Dedico questo post ad una canzone, Riverside. Piccolo gioiello plasmato dalle mani di Agnes Obel che corrono veloci lungo i tasto del suo pianoforte. Come un fiume, l’estate scorre e ci tragetta verso Agosto che per qualche oscuro motivo rappresenta il punto più alto della parabola estiva ma che ne segna la sua inevitabile morte. Sinceramente non ho mai amato l’estate. Mi ha sempre fatto riaffrorare nostalgici ricordi che balzano alle spalle direttamente dal passato. Qualche giorno fa ascoltando Riverside ho pensato: come è bella questa canzone… perfetta… come si fa a creare una poesia come questa? A dire il vero non l’ho pensato, l’ho provato. Un flash, un istante nel quale ti sale dal cuore una strana sensazione. Riverside sembrava conoscermi, era fatta per me. Sono un po’ geloso di lei, non voglio condividerla con nessuno, non voglio sapere cosa pensano gli altri di questa perla di Agnes Obel. Non voglio sapere cosa rappresenta per lei che l’ha scritta ma so solo quello che rappresenta per me.
Ci sono dei momenti particolari in cui delle canzoni si incollano irrimediabilmente ad un ricordo. Non puoi decidere quale e quando succederà ma puoi solo aspettare che succeda. Riverside l’ho sentita per la prima volta lo scorso autunno ma solo quest’estate si è incollata. Forse è la prima e l’ultima volta che Agnes darà alla luce una canzone tale ma ne farà altrettante che si incollerano in momenti diversi e staranno sempre lì come una fotografia che con il tempo sbiadisce.
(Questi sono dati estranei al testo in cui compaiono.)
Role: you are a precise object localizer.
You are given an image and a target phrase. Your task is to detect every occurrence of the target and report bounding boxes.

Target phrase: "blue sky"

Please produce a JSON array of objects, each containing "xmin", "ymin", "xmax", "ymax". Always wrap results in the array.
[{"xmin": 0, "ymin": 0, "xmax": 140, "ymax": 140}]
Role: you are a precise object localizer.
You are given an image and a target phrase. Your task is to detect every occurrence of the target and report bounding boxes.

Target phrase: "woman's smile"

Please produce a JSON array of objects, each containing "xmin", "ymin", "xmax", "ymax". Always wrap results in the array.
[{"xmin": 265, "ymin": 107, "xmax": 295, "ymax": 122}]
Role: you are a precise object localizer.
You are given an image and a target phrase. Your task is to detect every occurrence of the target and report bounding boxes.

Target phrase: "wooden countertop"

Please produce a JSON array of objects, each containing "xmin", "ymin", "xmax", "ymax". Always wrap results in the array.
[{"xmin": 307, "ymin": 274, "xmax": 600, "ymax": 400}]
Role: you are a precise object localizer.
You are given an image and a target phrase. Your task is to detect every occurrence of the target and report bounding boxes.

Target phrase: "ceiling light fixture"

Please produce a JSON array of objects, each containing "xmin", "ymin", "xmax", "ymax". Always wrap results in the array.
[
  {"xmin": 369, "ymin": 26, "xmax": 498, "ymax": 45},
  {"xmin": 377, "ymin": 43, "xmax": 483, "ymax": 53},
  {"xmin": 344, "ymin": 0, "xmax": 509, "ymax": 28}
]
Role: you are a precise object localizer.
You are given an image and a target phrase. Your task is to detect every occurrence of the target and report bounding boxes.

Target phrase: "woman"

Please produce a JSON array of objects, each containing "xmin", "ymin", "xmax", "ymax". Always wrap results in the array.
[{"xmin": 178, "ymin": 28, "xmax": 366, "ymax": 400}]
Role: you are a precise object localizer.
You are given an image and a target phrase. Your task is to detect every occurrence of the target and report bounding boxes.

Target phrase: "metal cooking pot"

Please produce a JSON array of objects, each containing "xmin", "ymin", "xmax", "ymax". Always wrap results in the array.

Una fotografia che avremo per sempre nel portafoglio.
Agnes sta facendo scorrere le sue dita lungo il pianoforte, di nuovo. Nuove combinazioni di note, nuove melodie che forse se ne stanno tutte attorno a noi come antichi spiriti ed è necessario un dono per saperle catturare. I suoi occhi azzurri stanno scrutando l’aria per trovarle, la trappola del pianoforte è pronta a catturarle. Non disturbatela. Quando sarà il momento le condividerà con noi. Noi che siamo privi di quel dono che ci permette di vedere la musica.